Não é segredo para ninguém que aquela cidade não para nunca, por isso após o jantar aproveitei para engraxar meus sapatos. Gostava de fazê-lo numa loja de engraxates próxima ao hotel, cujas cadeiras eram bem altas e eu, sentado ali em cima, podia observar tranquilamente as pessoas, com bastante clareza, que passavam pela calçada. Umas absortas em seus pensamentos, ou consultando as revistas da banca de jornal que existia bem em frente, outras conversando com seu acompanhante e algumas até falando sozinhas mesmas.
A vista pela porta, parecia ser uma grande tela cinematográfica e neste dia tive a oportunidade de presenciar um punguista em ação. Tudo foi muito rápido. Uma daquelas pessoas que passava distraída nem se deu conta de quando o meliante enfiou a mão no bolso de sua calça e saiu em disparada pela avenida. A desolação estava estampada em seu rosto, nesse tempo ainda se andava com todo o dinheiro no bolso e pela sua fisionomia devia ter perdido uma boa quantia. Fiquei indignado, mas não pude fazer nada, pois o safado desapareceu no meio das pessoas que por ali passavam.

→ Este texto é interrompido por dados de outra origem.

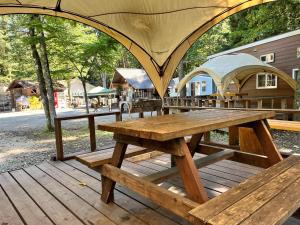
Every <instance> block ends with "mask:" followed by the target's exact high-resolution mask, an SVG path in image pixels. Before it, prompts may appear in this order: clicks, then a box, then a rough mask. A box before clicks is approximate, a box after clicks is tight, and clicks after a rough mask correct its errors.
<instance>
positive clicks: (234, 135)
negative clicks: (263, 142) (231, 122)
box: [228, 126, 239, 145]
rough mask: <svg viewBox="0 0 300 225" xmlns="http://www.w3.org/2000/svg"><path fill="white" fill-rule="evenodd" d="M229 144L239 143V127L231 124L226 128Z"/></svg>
mask: <svg viewBox="0 0 300 225" xmlns="http://www.w3.org/2000/svg"><path fill="white" fill-rule="evenodd" d="M228 131H229V133H228V135H229V145H239V128H238V127H237V126H232V127H229V128H228Z"/></svg>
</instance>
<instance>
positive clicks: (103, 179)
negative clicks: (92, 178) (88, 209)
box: [101, 142, 127, 203]
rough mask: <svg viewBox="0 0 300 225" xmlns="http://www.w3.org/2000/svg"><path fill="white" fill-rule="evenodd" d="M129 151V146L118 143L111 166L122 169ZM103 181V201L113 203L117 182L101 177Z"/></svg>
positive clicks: (114, 151) (101, 179)
mask: <svg viewBox="0 0 300 225" xmlns="http://www.w3.org/2000/svg"><path fill="white" fill-rule="evenodd" d="M126 149H127V144H123V143H120V142H117V143H116V146H115V149H114V153H113V156H112V161H111V165H112V166H115V167H118V168H120V167H121V165H122V162H123V159H124V156H125V152H126ZM101 180H102V195H101V199H102V201H103V202H105V203H109V202H112V201H113V200H114V188H115V185H116V182H115V181H113V180H111V179H109V178H108V177H105V176H103V175H102V176H101Z"/></svg>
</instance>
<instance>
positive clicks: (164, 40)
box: [0, 0, 273, 97]
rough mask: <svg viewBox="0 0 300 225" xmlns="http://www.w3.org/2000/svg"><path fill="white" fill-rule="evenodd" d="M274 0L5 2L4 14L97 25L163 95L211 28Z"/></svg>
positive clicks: (0, 14)
mask: <svg viewBox="0 0 300 225" xmlns="http://www.w3.org/2000/svg"><path fill="white" fill-rule="evenodd" d="M270 1H273V0H227V1H223V0H185V1H182V0H164V1H161V0H151V1H150V0H148V1H147V0H122V1H119V0H88V1H86V0H40V1H37V0H4V1H1V2H0V15H1V14H14V13H35V14H44V15H52V16H59V17H64V18H69V19H72V20H76V21H79V22H82V23H84V24H87V25H90V26H92V27H95V28H97V29H99V30H101V31H103V32H105V33H106V34H108V35H109V36H111V37H113V38H115V39H116V40H117V41H119V42H120V43H121V44H123V45H124V46H125V47H126V48H127V49H128V50H129V51H130V52H131V53H132V54H133V55H134V56H135V57H136V58H137V60H138V61H139V62H140V63H141V64H142V66H143V67H144V69H145V70H146V72H147V74H148V75H149V77H150V79H151V80H152V83H153V84H154V86H155V87H156V89H157V91H158V93H159V95H160V96H161V97H163V96H164V94H165V91H166V90H167V88H168V85H169V82H170V80H171V79H172V76H173V73H174V71H175V70H176V67H177V65H178V63H179V62H180V60H181V58H182V57H183V56H184V55H185V53H186V52H187V50H188V49H189V48H190V47H191V46H192V44H193V43H194V42H195V41H196V40H197V39H198V38H199V37H200V36H201V35H203V34H204V33H205V32H206V31H208V30H209V29H210V28H211V27H213V26H214V25H216V24H217V23H219V22H221V21H222V20H224V19H226V18H227V17H229V16H231V15H232V14H235V13H237V12H239V11H241V10H245V9H247V8H250V7H253V6H256V5H259V4H263V3H266V2H270Z"/></svg>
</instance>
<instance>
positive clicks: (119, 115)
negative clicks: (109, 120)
mask: <svg viewBox="0 0 300 225" xmlns="http://www.w3.org/2000/svg"><path fill="white" fill-rule="evenodd" d="M116 121H122V112H116Z"/></svg>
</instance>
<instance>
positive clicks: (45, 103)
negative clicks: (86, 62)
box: [29, 17, 54, 131]
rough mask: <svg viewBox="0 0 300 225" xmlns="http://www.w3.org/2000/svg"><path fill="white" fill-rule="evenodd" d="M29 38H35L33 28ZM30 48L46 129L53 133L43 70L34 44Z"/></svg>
mask: <svg viewBox="0 0 300 225" xmlns="http://www.w3.org/2000/svg"><path fill="white" fill-rule="evenodd" d="M33 19H34V18H33V17H31V21H32V20H33ZM29 36H30V37H32V38H33V39H34V38H36V35H35V29H34V28H33V27H30V28H29ZM30 47H31V51H32V57H33V58H34V63H35V69H36V74H37V79H38V82H39V89H40V95H41V98H42V104H43V108H44V112H45V116H46V121H47V129H48V130H49V131H53V130H54V127H53V125H52V123H51V116H50V111H49V101H48V97H47V89H46V84H45V79H44V77H43V68H42V63H41V58H40V56H39V53H38V50H37V47H36V44H35V43H33V42H31V44H30Z"/></svg>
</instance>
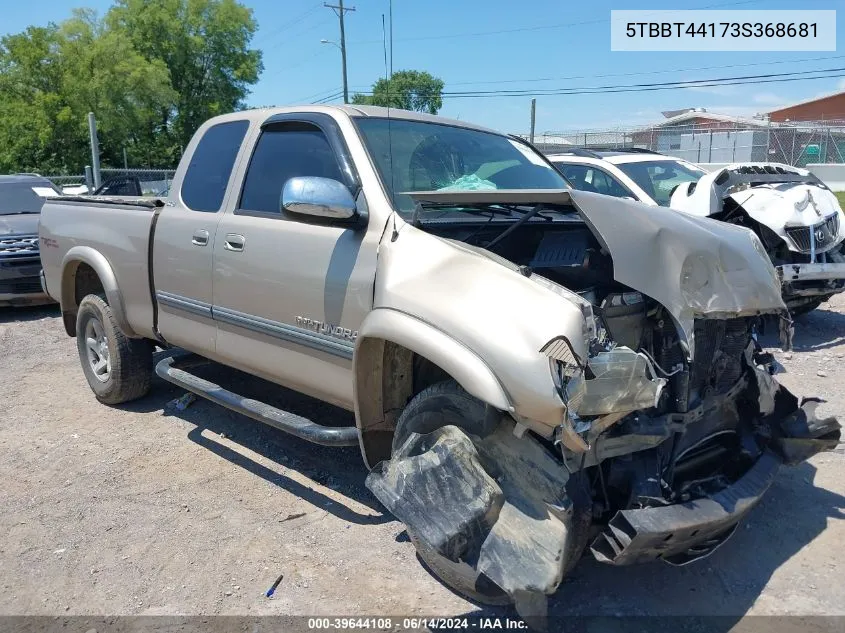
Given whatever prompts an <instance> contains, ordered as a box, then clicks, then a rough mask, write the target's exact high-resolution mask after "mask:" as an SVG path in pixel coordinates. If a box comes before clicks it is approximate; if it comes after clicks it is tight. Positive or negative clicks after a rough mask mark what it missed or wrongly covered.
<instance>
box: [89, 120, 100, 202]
mask: <svg viewBox="0 0 845 633" xmlns="http://www.w3.org/2000/svg"><path fill="white" fill-rule="evenodd" d="M88 135H89V140H90V141H91V166H92V167H93V170H94V188H95V189H96V188H98V187H99V186H100V184H101V183H102V181H101V179H100V142H99V141H98V140H97V119H95V118H94V113H93V112H89V113H88Z"/></svg>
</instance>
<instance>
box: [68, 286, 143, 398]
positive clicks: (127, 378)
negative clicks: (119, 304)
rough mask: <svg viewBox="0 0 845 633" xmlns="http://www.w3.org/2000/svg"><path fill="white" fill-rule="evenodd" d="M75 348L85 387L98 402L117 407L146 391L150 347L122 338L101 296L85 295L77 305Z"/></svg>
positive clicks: (104, 302)
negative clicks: (82, 298) (81, 369)
mask: <svg viewBox="0 0 845 633" xmlns="http://www.w3.org/2000/svg"><path fill="white" fill-rule="evenodd" d="M76 347H77V350H78V351H79V360H80V362H81V363H82V371H83V372H84V374H85V378H86V380H87V381H88V386H89V387H91V390H92V391H93V392H94V395H96V396H97V400H99V401H100V402H102V403H104V404H121V403H123V402H129V401H130V400H135V399H136V398H140V397H141V396H144V395H146V394H147V392H148V391H149V390H150V380H151V378H152V373H153V347H152V345H151V344H150V342H149V341H147V340H145V339H131V338H129V337H128V336H126V335H125V334H124V333H123V332H122V331H121V330H120V328H119V327H118V326H117V322H116V320H115V318H114V314H113V312H112V309H111V307H110V306H109V304H108V303H106V302H105V300H103V298H102V297H99V296H97V295H88V296H86V297H85V298H84V299H82V301H81V302H80V304H79V312H78V313H77V315H76Z"/></svg>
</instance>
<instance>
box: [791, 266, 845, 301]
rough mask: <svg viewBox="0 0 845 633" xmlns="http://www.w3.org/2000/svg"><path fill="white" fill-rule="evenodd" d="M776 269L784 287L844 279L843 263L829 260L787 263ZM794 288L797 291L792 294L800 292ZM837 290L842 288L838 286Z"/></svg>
mask: <svg viewBox="0 0 845 633" xmlns="http://www.w3.org/2000/svg"><path fill="white" fill-rule="evenodd" d="M776 270H777V271H778V277H780V280H781V283H782V284H783V285H784V286H785V287H791V286H792V285H793V284H798V283H802V282H807V281H818V282H829V281H845V264H838V263H830V262H828V263H824V264H787V265H786V266H777V268H776ZM818 285H819V286H823V285H826V284H818ZM795 290H797V291H796V292H793V294H800V292H801V291H800V289H795ZM830 290H831V291H833V292H836V290H837V289H836V288H831V289H830ZM839 290H842V288H839Z"/></svg>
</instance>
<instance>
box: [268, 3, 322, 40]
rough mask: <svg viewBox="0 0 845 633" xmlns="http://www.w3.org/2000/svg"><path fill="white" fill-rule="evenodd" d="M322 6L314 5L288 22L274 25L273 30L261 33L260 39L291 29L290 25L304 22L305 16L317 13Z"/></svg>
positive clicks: (291, 26) (309, 15)
mask: <svg viewBox="0 0 845 633" xmlns="http://www.w3.org/2000/svg"><path fill="white" fill-rule="evenodd" d="M321 8H322V7H321V6H320V5H319V4H316V5H314V6H313V7H311V8H310V9H308V11H306V12H305V13H302V14H301V15H299V16H297V17H295V18H293V19H292V20H289V21H287V22H283V23H282V24H279V25H278V26H276V27H274V28H273V29H272V30H270V31H267V32H266V33H259V36H258V40H261V39H266V38H267V37H271V36H273V35H275V34H277V33H281V32H282V31H284V30H287V29H289V28H290V27H292V26H295V25H296V24H299V23H300V22H302V21H303V20H304V19H305V18H307V17H308V16H310V15H311V14H312V13H316V12H317V11H319V10H320V9H321Z"/></svg>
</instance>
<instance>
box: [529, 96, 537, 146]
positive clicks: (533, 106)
mask: <svg viewBox="0 0 845 633" xmlns="http://www.w3.org/2000/svg"><path fill="white" fill-rule="evenodd" d="M536 120H537V100H536V99H532V100H531V134H529V136H528V142H529V143H531V144H532V145H534V122H535V121H536Z"/></svg>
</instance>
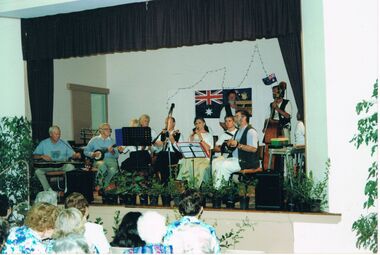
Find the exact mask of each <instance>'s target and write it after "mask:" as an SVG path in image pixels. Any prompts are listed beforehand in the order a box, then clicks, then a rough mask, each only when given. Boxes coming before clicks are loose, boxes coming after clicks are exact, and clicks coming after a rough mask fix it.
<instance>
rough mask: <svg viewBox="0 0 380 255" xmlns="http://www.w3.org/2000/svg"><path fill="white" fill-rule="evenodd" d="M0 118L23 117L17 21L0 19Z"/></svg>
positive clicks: (21, 82) (19, 42)
mask: <svg viewBox="0 0 380 255" xmlns="http://www.w3.org/2000/svg"><path fill="white" fill-rule="evenodd" d="M0 31H1V40H0V56H1V57H0V89H1V93H0V117H3V116H24V115H25V87H24V86H25V83H24V62H23V60H22V51H21V26H20V20H19V19H8V18H0Z"/></svg>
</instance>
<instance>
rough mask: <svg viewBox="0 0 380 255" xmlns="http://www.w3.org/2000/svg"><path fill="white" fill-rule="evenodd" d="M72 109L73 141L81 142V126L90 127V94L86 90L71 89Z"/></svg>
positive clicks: (79, 142)
mask: <svg viewBox="0 0 380 255" xmlns="http://www.w3.org/2000/svg"><path fill="white" fill-rule="evenodd" d="M71 100H72V110H73V132H74V140H75V143H77V144H78V143H79V144H80V143H82V140H81V139H80V130H81V128H91V125H92V123H91V94H90V92H88V91H81V90H72V91H71Z"/></svg>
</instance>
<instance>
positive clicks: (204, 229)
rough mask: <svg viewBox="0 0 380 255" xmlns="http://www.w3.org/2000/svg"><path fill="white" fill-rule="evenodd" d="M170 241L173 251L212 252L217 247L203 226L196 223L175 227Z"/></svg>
mask: <svg viewBox="0 0 380 255" xmlns="http://www.w3.org/2000/svg"><path fill="white" fill-rule="evenodd" d="M170 243H171V244H172V246H173V253H175V254H177V253H178V254H180V253H184V254H185V253H186V254H187V253H192V254H205V253H214V251H215V249H216V248H217V244H216V241H215V238H214V237H213V236H212V235H211V233H210V232H209V231H208V230H207V229H205V228H204V227H202V226H200V225H198V224H197V225H196V224H189V225H183V226H181V227H180V228H177V231H176V232H175V234H173V236H172V238H171V240H170Z"/></svg>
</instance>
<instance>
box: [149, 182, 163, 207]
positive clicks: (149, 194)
mask: <svg viewBox="0 0 380 255" xmlns="http://www.w3.org/2000/svg"><path fill="white" fill-rule="evenodd" d="M163 189H164V188H163V186H162V184H161V182H160V181H159V180H157V179H156V178H153V179H152V181H151V186H150V188H149V189H148V195H149V205H152V206H157V205H158V198H159V196H160V195H161V194H162V192H163Z"/></svg>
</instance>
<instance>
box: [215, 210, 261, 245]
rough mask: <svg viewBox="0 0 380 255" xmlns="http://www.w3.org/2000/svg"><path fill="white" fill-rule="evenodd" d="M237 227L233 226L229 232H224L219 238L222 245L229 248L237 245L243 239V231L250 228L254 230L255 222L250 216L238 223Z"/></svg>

Voltei ao hotel. Tomei um banho para relaxar e dormir, mas aquela cena não saía da minha mente. Na manhã seguinte fui para fábrica ainda com a visão na cabeça e dizia para mim mesmo; comigo isso não acontece. Durante o expediente da manhã não pude deixar de comentar sobre o presenciado e aproveitar para mexer com os colegas, registrando que as pessoas em São Paulo não estão atentas por onde andam, por isso sofrem esse tipo de agressão. Não gostaram muito do meu comentário, afinal, como todo carioca é gozador, eles sentiram uma ponta de gozação da minha parte.
Mais tarde saímos para almoçar fora. Ao descermos do táxi e caminhar até o restaurante, para minha surpresa, nesse curto espaço, fui também vítima de um punguista. Todos riram satisfeitos e eu, como não podia deixar de ser, fiquei qual uma arara de tanta raiva.
Quem diria, um carioca acostumado à malandragem do Rio de Janeiro, em São Paulo iria ser vítima de um punguista em plena Avenida Paulista.
É realmente uma verdade o que diz a música, “malandro é malandro e mané é mané”. E eu, como muitos outros, tive também o meu dia de mané, mas pior que ser roubado foi ter que aguentar a gozação dos paulistas durante resto do dia.
Mas, roubo a parte, fica a saudade de uma época onde só éramos pungados, hoje sofremos com sequestros relâmpagos, que muitas das vezes resultam em morte.